We all learn Stairway to Heaven at some point, usually relatively early in our guitar playing journey. Once learned it is rare that we are ever called to play it in any real-time band situation. We play it; usually tossing off the intro on random occasions, at parties, while trying out guitars, playing for girls, or when our younger cousin or nephew comes over to visit. It becomes one of those songs. We’ve all got a few of them in our back pocket so-to-speak. Over time our true knowledge of the details and nuances of Stairway fade and it becomes that song we used to be able to play, but we never forget that intro – that’s always the money.
It had ben 30 years (almost 35) since I had last played Stairway with a band so I certainly fell into the category of “used to be able to play Stairway” when I decided to record a cover version at the command of my wife. Like the rest of you I knew I could still nail the intro though. I’d been doing that nearly my whole life.
Having set up the grid and time matrix for the Original Stairway Project it was time to sit down and record some scratch tracks to start fleshing out the arrangement. I set up the mics, got the click ready to go, readied myself to play the intro, then hit record. I got about 3 bars into the song and it all fell apart.Take two: 3 bars in going into the 4th and it all fell apart. Take 3: about 3 bars in and it all fell apart again…. Take 10: same result. Something was seriously wrong with my time somewhere in the 3rd measure. “Maybe it was the click?” I never trusted the click within the DAW anyway so I cued up my old college metronome to simultaneously run with the DAW’s click. On a test run they were both dead on accurate to each other. “Could it be me?” I started playing and again crashed into some imaginary wall somewhere in the 3rd measure. My whole world started falling in on me. “Had my musical abilities crumbled so much since my accident in the early 90’s that I couldn’t even play Stairway to a simple click track?”
I looked at the sheet music:
I counted it out and quickly found where I was blowing it. The 4th note of the 3rd bar falls on the & of 2 and gets held to the 3 before the release. I seemed to be holding it at least an extra half beat – maybe even longer, and was coming into the 4th bar way too late.

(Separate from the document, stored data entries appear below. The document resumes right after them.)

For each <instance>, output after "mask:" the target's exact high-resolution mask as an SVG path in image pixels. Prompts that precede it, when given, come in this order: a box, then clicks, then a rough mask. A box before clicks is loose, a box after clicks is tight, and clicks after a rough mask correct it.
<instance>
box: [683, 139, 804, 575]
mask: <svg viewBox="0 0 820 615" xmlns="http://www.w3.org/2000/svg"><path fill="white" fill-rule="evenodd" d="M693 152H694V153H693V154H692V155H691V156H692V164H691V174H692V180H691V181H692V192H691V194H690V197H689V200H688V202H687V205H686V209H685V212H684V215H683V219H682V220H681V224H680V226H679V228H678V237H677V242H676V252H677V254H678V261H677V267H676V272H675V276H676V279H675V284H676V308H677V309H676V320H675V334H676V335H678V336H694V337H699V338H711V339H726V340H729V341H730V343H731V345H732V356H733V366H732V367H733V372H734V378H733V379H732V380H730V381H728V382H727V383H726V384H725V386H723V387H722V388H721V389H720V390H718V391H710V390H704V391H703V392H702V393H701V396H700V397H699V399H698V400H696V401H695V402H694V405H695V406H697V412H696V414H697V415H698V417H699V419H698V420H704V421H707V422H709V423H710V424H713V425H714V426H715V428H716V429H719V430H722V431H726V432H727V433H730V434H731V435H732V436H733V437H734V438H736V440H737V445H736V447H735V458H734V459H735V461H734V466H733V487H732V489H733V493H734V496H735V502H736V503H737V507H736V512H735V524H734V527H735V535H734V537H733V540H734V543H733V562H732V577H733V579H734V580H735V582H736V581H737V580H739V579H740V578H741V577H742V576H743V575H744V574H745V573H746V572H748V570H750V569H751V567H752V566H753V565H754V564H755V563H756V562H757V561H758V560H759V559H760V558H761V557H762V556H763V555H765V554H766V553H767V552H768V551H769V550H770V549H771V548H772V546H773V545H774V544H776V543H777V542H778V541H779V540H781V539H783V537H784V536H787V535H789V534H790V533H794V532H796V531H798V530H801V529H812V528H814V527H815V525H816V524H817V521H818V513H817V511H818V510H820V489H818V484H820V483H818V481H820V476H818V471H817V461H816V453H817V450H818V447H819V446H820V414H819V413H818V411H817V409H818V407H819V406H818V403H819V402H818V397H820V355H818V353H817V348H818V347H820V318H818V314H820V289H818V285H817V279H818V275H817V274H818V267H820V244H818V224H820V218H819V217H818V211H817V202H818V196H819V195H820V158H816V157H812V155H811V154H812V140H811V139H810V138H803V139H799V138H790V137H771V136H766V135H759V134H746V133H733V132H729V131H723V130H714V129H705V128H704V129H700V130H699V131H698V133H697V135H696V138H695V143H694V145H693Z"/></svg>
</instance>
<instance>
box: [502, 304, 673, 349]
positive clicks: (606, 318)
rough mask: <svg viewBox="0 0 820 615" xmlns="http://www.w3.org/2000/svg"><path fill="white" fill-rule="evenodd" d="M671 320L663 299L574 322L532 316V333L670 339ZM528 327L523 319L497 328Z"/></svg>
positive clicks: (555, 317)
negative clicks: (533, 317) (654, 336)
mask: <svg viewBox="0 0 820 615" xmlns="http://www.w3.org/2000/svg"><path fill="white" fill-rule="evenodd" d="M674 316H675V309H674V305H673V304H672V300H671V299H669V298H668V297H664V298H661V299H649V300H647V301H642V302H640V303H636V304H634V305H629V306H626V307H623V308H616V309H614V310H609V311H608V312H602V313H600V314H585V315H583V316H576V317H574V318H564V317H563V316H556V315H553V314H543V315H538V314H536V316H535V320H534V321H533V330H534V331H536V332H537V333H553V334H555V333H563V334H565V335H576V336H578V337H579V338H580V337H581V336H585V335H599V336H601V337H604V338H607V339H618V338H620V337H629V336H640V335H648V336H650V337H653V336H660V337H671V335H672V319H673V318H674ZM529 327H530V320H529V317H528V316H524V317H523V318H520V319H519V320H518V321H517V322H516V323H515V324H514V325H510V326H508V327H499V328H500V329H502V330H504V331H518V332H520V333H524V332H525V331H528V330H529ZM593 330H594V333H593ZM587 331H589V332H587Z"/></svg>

I played it alone while I counted it out and sure enough I had to force myself to come back from the tied note to play the & 4 & pickup before the 4th measure. The correct way suddenly felt very rushed to me.
Then it dawned on me. All these years of whipping off the intro at gatherings, in quiet moments, or for friends, I had been playing a dramatic caesura (a musical pause) there for effect. I had done this so often that when the guitar was in my hands it became my natural inclination. I almost couldn’t NOT do it. Yet here I was faced with playing locked to the time grid of the DAW the merciless demands of time that has become typical in today’s modern recording. The old adage
Time Waits For No Man
was suddenly very applicable here.
I knew then that even if I could get my hands to a physical state where I could play, I was going to have to do some serious ‘unlearning’ before I could hope to lay any tracks down. The project was big enough already. How do you unlearn a lifetime of casually playing Stairway? The answer ended up by being one note at a time, but that’s another article. If there’s a takeaway here for everyone it’s that idiosyncratic things can creep into your playing of Stairway over the years and you might not even be aware of them.